Now that I know Jason is running interference for Mayfair, I know the story Kendra Browning asked about, the dump of information on wealthy people who Lively interacted with, has legs. What I can’t figure out is what it might have to do with France and Canada.
Something stinks.
As I close the distance between us, I catch part of his conversation. Whoever he’s talking to, he’s reassuring them, his voice silky smooth. “Don’t worry about it. The press is always sniffing in the wrong corners.”
Well, if that isn’t just the best cue for me to slide into view.
His gaze goes cold when he catches sight of me, and he ends the phone call.
I give him a light smile. “Is that what you think of us? Is it a general thought, or did you have any specific reporting in mind?”
He grabs me by the wrist and tugs me around his body, as if he’s shielding me from the room I’ve just been standing in on my own two feet, like a grown-up. “You shouldn’t be here.”
The urge to roll my eyes is strong. “Why not?”
He doesn’t have an answer for that. His jaw flexes in visible frustration.
“I’m a big girl, Jason.”
His eyes glint, his gaze going steely as he moves closer. “Jason?
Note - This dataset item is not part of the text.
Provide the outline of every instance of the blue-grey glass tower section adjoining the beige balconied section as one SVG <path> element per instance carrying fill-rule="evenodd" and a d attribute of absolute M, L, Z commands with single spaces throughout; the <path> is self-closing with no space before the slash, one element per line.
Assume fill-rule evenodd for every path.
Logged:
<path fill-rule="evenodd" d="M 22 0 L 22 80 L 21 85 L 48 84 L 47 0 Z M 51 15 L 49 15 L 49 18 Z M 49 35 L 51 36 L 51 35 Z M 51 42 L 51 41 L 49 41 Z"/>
You use my name like we’re friends?”
We’re definitely not. “I would never make that mistake.”
His mouth twists. “Once upon a time, you called me Mr. Evans and listened to what I said.”
We weren’t friends then, either. “That was a role I was playing.”
“For a story?”
“For reasons.”
He’s voice takes on an edge. “Was all of it a role? Play acting?”
Same line of questioning as yesterday. Fine. If he wants to ask that kind of question, I’ll give him an answer. “Yes.”
He sneers. “Liar.”
What’s new? “You think whatever you want. I’m working. Sniffing in the right corners, I promise you.”
He watches me as I dart away. I feel his gaze on my skin, and it hurts. I miss the west coast. Being here in D.C. makes me feel empty inside, a hollow, angry shell that’s dangerously brittle.
Secrets are security, but they’re also walls that keep people out, and nothing makes that more obvious than having to run smack into one’s past over and over again.